To check for other pairs containing $$$c$$$:
$$$d(c, x) = s_1 + s_x \iff d_c + d_x - 2d_{l(c,x)} = s_1 + s_x \iff d_c + (d_x - s_x) - 2d_{l(c,x)} = s_1 \iff d_c + d_{x'} - 2d_{l(c,x')} = s_1$$$ i.e. we must calculate the number of paths from a leaf to a non-leaf vertex with weight $$$s_1$$$, such that the parent of the leaf vertex is not an ancestor of the non-leaf vertex, and store the answers separately for each non-leaf vertex. This is similar to the original problem.
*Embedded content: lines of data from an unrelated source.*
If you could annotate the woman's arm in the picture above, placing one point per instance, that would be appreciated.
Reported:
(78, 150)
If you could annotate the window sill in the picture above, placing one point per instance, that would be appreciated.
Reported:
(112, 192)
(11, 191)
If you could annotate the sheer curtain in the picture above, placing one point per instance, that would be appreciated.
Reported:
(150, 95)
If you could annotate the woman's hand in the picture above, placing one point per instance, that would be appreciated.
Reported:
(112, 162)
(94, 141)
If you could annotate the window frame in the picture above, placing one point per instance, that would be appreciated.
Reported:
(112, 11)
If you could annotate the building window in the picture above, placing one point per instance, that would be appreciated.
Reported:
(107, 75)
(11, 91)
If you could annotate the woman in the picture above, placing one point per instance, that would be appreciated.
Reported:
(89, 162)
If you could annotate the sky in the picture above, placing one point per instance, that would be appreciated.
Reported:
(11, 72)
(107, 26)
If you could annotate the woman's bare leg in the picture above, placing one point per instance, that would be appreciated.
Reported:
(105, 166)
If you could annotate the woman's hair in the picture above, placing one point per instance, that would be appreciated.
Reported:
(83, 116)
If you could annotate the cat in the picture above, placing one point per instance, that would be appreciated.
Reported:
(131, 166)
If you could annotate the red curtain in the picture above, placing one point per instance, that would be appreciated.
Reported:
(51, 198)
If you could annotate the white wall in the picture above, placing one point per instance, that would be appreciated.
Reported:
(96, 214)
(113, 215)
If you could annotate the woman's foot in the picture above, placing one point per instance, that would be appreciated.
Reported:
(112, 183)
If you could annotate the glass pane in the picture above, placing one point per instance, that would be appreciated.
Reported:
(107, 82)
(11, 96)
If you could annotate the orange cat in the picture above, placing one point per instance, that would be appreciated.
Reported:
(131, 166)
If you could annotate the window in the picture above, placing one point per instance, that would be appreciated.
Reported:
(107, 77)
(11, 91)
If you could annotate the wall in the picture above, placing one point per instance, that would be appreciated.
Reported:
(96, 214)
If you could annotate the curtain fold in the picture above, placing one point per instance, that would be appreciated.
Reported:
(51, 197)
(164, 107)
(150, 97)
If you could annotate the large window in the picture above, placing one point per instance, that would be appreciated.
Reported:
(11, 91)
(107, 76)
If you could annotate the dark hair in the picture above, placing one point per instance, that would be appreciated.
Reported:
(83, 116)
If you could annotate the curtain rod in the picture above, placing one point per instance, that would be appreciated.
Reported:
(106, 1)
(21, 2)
To remove the pairs that do not satisfy the latter condition: $$$d(c, x') = s_1 \iff d_c - (d_x + s_x) = s_1 \iff d_c - s_1 = d_x + s_x$$$. It is easy to calculate how many of these pairs exist by maintaining a set containing the $$$s_x + d_x$$$ values while performing the DFS.
To check for $$$(v, f_0), \dots, (v, f_{i - 1})$$$ pairs:
$$$s'_v = s_1 - s_v$$$. Therefore, the new equation is $$$d(v, x) = s'_v + s'_x \iff d_v - d_x = s'_v + s'_x \iff d_v - s'_v = d_x + s'_x$$$. It is easy to calculate how many of these pairs exist by maintaining a set containing the $$$s'_x + d_x$$$ values while performing the DFS.
To check for other pairs containing $$$v$$$:
$$$d(v, x) = s_1 - s_v + s_x \iff d_v + d_x - 2d_{l(v,x)} = s_1 - s_v + s_x \iff (d_v + s_v) + (d_x - s_x) - 2d_{l(v,x)} = s_1$$$. This is similar to the original problem.
Therefore, we can solve the problem for all $$$n$$$ roots in $$$O(n \log^2 n)$$$ time, just like the original problem.
I think you can solve it using small to large trick.
Let's rewrite the formula:
Note: $path(u,v)$ is the weight of the simple path from $$$u$$$ to $$$v$$$ and $$$st(u)$$$ is the weight of the subtree rooted at $$$u$$$.
For every node $$$u$$$ you should store the value: $$$path(u, root) - st(u)$$$ (this should be straight forward).
Then fix every node $$$x$$$ as the $$$lca(\cdot, \cdot)$$$. You should find all pairs of nodes in the subtree of $$$x$$$ (but that are not in the same immediate subtree from $$$x$$$) that their value $$$path(u,root) - st(u)$$$ sums to $$$2 \cdot path(x, root)$$$.
Now should process every subtree. Keep track the values you have seen so far and it's frequency on a map. When you are processing one subtree iterate through every value on it, find for its complement in the map and add the frequency to the answer. After that add the elements to the map (you should add them after the counting because you don't want to check among nodes from the same subtree)
Now the trick: don't iterate over the largest subtree. By default get the frequency map from that subtree, and iterate through other subtrees only. This will guarantee complexity $$$O(n \cdot log^2 n)$$$. (Extra $$$log$$$ comes from the fact that we are using a map.